Sony Pictures Classics co-presidents (L-R) Michael Barker and Tom Bernard gather their prizes in Deer Valley Sunday night (Photo: STV)

By S.T. VanAirsdale

The Reeler visited The Hollywood Reporter's tribute to Tom Bernard and Michael Barker Sunday night, where the Sony Pictures Classics bosses were bestowed some pointy glass hardware and feted as "indie moguls" for their contributions to the film industry over the last 25+ years. And while any party with a pair of massage rooms is a party too decadent for me, I had a chance to corner each of the honorees to get their impressions.

"I found it kind of strange, because we're the farthest thing from being moguls that you can imagine," Barker told me. "Our philosophy is that there's no job too menial for anybody to do, even the co-presidents of the company." He also noted the parallels between his partner's and his journey from UA Classics to Orion Classics to Sony Classics and the evolution of Sundance, where the pair has brought its discerning eyes (and checkbooks) for decades. "I do think Sundance's contribution to the evolution of documentary film deserves real mention," he said. "I do think that all of us in the film business are reaping the benefits of Sundance, bringing to our attention the value of the nonfiction film in the marketplace -- and that value is big -- both in revenues and in quality." (Speaking of docs, Barker played it cool following my inquiries about My Kid Could Paint That; "We've expressed an interest," he told me about 12 hours before he dropped $1.85 million on it.)

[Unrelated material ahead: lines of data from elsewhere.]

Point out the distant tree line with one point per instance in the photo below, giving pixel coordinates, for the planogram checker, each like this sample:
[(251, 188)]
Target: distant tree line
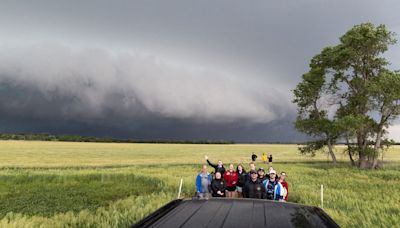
[(350, 94), (79, 138)]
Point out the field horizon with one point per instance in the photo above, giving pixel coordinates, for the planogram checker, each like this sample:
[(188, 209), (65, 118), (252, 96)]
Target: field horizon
[(58, 184)]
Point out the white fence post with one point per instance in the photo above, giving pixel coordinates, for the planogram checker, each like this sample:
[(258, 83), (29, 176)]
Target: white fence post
[(180, 189), (322, 196)]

Bernard was in a reflective mood -- at least for a few seconds. "We've been coming here since it was the US Film Festival back in the early '80s," he said, "when a bunch of people came to ski and meet and talk about movies, because back then, when you were in the union, you couldn't work on independent movies. And now it's become so much hype." He then invoked Robert Redford's mantra from the opening day press conference that Sundance "is a festival, not a market: "I would love to see Bob put the market in the festival, so that the market is dealt with as a market, and the festival can be dealt with as a place to see new and fresh movies," Bernard said. "The documentary stuff has always been phenomenal for me, and it distresses me to see when you think of the festival last year, you only remember which movie sold for the most money."

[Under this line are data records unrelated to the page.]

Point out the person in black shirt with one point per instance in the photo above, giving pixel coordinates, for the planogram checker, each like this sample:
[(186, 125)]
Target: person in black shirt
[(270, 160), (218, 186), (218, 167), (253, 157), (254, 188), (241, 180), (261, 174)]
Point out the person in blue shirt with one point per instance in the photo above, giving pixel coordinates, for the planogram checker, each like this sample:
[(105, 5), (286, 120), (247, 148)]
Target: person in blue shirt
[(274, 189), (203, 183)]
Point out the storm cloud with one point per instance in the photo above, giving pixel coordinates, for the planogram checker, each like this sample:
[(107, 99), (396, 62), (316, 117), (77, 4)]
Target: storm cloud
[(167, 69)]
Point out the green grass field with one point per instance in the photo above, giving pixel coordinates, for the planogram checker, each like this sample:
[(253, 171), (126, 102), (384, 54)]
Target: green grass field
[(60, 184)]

Bernard also noted that even as the festival and the Sundance Institute are virtually unsurpassed in their capacity to provide exposure to new independent filmmakers, those market factors in 2007 may require the Institute to adapt its own mission as well. "I was here in 1981 when they started the Sundance Institute, and it was to help filmmakers make movies," he told me. "Back then, it was really hard to make a movie, and I think they accomplished those goals. But I think they really need to look to the future to teach filmmakers now how to deal with the business of movies after they've made them. Whereas in the '80s, it was all about the business of movies -- and then getting them made. Now it's all about making them, and the business they hand over to strangers. So a lot of movies are not handled in the sale in a way that best serves the film."

Posted at January 23, 2007 11:20 AM

Comments (1)

No job is too menial . . . I remember in NYC in the early 70's when Tom and his girlfriend at the time would go out at night with a bucket of paste and put up posters for indie films all night.